We could export port 80 of our new load balancer to port 80 of our host machine if we solely wanted to load-balance a single application. Alternatively, we can actually use both nginx (to handle the routing of various applications) and HAProxy (to handle the load balancing of a particular application). To do that, we’d merely add a new location block to our nginx.conf file that knows how to send traffic to HAproxy, or modify the existing location block to send traffic to the load balancer instead of going directly to the application.

So the location /app1/ block becomes:

                location /app1/ {
                        proxy_pass http://lb:8000/;
                        proxy_set_header Host $host;
                }

Where lb is the name of the HAProxy load balancer that we defined in our Compose configuration.

The next time you start/redeploy your Docker Compose cluster, you’ll be balancing your incoming requests to /app1/ across a pool of 1 or more workers based on whatever you’ve set the scale to be for that application.

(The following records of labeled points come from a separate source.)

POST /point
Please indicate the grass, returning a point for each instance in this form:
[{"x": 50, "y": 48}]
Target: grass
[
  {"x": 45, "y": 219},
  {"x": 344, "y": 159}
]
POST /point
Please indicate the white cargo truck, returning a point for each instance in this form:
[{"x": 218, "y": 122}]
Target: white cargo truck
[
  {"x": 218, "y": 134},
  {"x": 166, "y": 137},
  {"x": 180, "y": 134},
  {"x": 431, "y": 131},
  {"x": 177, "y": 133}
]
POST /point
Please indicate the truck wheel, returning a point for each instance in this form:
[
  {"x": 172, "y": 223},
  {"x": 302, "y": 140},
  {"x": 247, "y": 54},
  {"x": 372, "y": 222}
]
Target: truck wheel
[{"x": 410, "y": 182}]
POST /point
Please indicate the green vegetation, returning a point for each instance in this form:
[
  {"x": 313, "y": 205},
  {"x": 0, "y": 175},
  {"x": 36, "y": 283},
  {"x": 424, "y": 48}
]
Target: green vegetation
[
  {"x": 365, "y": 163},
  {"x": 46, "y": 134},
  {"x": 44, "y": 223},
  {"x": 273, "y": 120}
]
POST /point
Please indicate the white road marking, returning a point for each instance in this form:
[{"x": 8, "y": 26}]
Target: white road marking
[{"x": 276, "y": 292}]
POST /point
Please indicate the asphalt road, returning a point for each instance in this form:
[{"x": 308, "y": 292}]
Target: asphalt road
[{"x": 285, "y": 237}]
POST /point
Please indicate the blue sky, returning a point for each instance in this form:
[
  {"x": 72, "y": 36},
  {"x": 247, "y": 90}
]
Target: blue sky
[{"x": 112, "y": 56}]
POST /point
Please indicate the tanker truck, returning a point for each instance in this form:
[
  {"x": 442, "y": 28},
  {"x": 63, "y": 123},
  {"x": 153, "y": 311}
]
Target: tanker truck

Do keep in mind that when using load-balancing that it’s not longer guaranteed that subsequent requests for a particular application will land on the same process. This means that if you maintain any state in your plumber application (like a global counter, or a user’s session state), you can’t expect that to be shared across the workers that the user might encounter. There are at least three possible solutions to this problem:

  1. Use a more robust means of maintaing your state. You could put the state in a database, for instance, that lives outside of your R processes and your plumber workers would get and save their state externally.
  2. You could serialize the state to the user using (encrypted) session cookies, assuming it’s small enough. In this scenario, your workers would write data back to the user in the form of a cookie, then the user would include that same cookie in its future requests. This works best if the state is going to be set rarely and read often (for instance, it could be written when the user logs in, then read on each request to detect the identity of this user).
  3. You can enable “sticky sessions” in the HAProxy load balancer. This would ensure that each user’s traffic always gets routed to the same worker. The downside of this approach, of course, is that it’s a less even means of distributing traffic. You could end up in a situation in which you have 2 workers but 90% of your traffic is hitting one of your workers, because it just so happens that the users triggering more requests were all “stuck” to one particular worker.

Conclusion

You should now be able to run multiple plumber applications on a single server using multiple Docker containers organized in Docker Compose. You can either run each application on a separate port, or share a single port for multiple applications. You can also choose to have one process back your application or load-balance the incoming requests across a pool of workers for that application.